Published May 11, 2015 by Kirsten Delegard

It’s map Monday. Today we’re revisiting one of my favorite sources for Minneapolis history. Sometime in the 1950s, this “memory map” was created by Clarence Miller to document an area of the near north side that had been recently flattened by urban renewal. The original map–which hangs on the wall at Sumner Library–shows the buildings, businesses and clubs that clustered around 6th and Lyndale Avenue North in the 1920s. In this area, newly-arrived African Americans lived beside Jewish immigrants from Eastern Europe in a district known throughout the rest of the city for its rough tippling houses, jazz music, barbeque joints, brothels, kosher groceries and synagogues. This was the only part of the city where mixed-race couples or groups could be sure they would be served together in a restaurant.

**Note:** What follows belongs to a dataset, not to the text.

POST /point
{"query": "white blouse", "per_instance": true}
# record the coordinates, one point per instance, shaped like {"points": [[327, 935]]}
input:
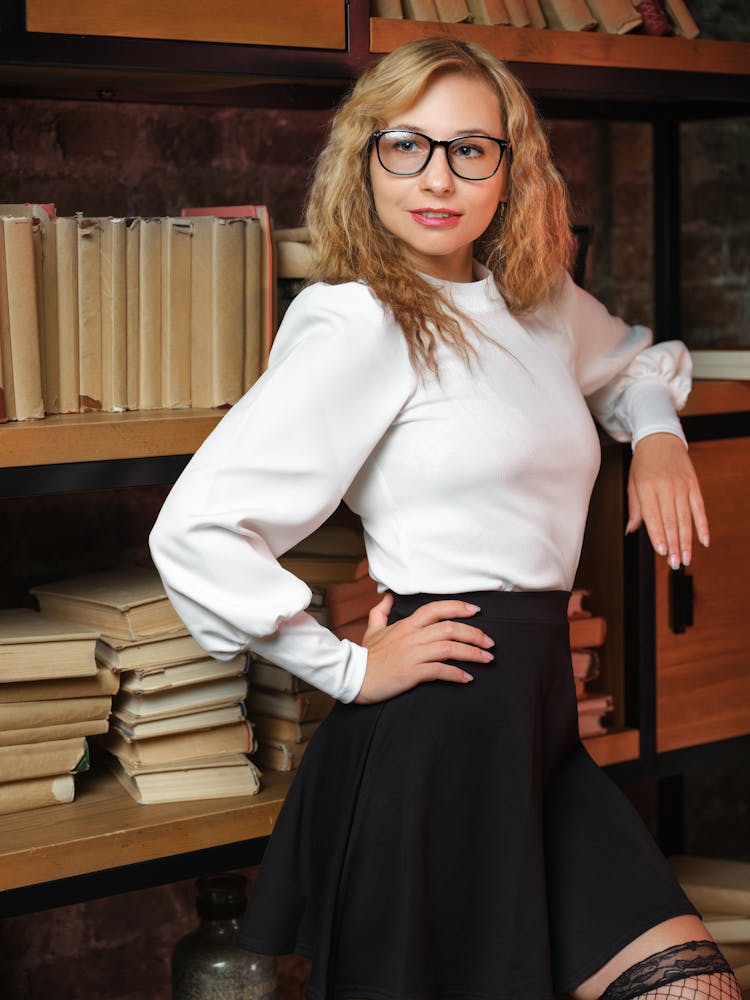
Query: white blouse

The area has been immortalized in the prose of Gordon Parks, Nelson Peery and W. Harry Davis, who all came of age in this socially rich but economically impoverished district of town. The map complements these sources, illuminating the built environment that shaped all three of these men into fiery advocates of social justice. Over the last year, both Daniel Bergin and I have written about this fascinating document. Now you should check out how University of Minnesota archivist Kate Dietrick used this source to create a create new online exhibit. Kate annotated the original map with some complementary sources. Can you help her identify additional photographs, oral histories and other documents that tell us more about this important neighborhood?